Following a Manhattan Supreme Court judge’s decision forcing Lyft to comply with heightened operating criteria or face a potential shut down, the company continues to seek support for its ride-sharing app in public-transportation starved neighborhoods like Greenpoint in hopes of ultimately launch the model it successfully operates in over 65 US cities.
In an agreement reached last Friday, Lyft will allow the Taxi and Limousine Commission (TLC) to test its app and approve how drivers are dispatched before a contract is signed.
In addition, the Manhattan Supreme Court asked Lyft to show TLC that its drivers have the requisite insurance coverage required for them to continue providing service in Rochester and Buffalo.
Lyft has until Friday to comply, but the organization is continuing to work at a grassroots level to find a solution.
On Tuesday, Lyft sponsored an event hosted by the Greenpoint Chamber of Commerce at Charlotte Patisserie on Manhattan Avenue.
The organization used the occasion to raise awareness of its app, and the benefits it brings to a community terribly underserved by public transportation, and which starting this week will be affected by a five-week shutdown of the G-train.
“That’s one of the problems we are trying to solve,” said Paige Thelen, a spokesperson for Lyft in regards to underserved neighborhoods. “The event at Charlotte gives helps us in our goal of bringing community members together. In fact several small business owners in other cities work as drivers for Lyft to supplement their jobs.”
Representatives from the organization encouraged potential supporters to sign a Change.org petition, which has already received closed to 10,000 signatures from the city’s residents for the app to move forward as it has in other cities.
In cities where the ride-sharing app is fully functional, interested drivers can sign up to participate; customers contact drivers directly through the app, and payment is made as a donation for the service received, as opposed to a fixed rate.
TLC has expressed concern that this might compromise safety.
But at Tuesday’s event, Lyft representatives once again stressed the thorough and rigorous nature of their screening process including strict background checks, maintaining high customer approval ratings, vehicle inspections and a $1 million insurance, which is $700,000 more than the city’s minimum requirement for taxis.

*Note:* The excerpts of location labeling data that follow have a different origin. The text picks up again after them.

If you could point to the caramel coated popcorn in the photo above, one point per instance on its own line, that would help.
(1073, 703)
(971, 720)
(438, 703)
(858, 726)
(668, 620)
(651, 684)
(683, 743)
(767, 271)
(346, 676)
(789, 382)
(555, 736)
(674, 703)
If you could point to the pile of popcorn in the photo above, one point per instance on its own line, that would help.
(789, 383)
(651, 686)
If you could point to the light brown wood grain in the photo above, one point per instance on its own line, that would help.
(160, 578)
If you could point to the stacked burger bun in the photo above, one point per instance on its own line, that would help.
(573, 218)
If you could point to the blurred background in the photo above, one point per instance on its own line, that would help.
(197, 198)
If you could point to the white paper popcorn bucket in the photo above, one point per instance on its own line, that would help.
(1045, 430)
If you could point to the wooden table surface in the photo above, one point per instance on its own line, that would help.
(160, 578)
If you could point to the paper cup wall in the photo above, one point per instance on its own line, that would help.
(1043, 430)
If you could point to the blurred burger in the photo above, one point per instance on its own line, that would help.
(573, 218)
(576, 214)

Greenpoint business owners and residents at least were eager for the app’s launch in its entirety.
“We’re not car owners but we’re considering using the service,” said Greenpoint Chamber member Timothy Mullins, one of the attendees at Tuesday’s event. “The fact that it is internet based is kind of cool. Subway is a hassle and using Lyft would be less of a hassle.”
“I like the option that you actually contact a driver and the person can come to you,” added Lauren Lawson, another attendee and a Chamber of Commerce member.
There is no official date for the launch in the city yet, but Lyft representatives at Tuesday’s event were hopeful that it would be within the next couple of months.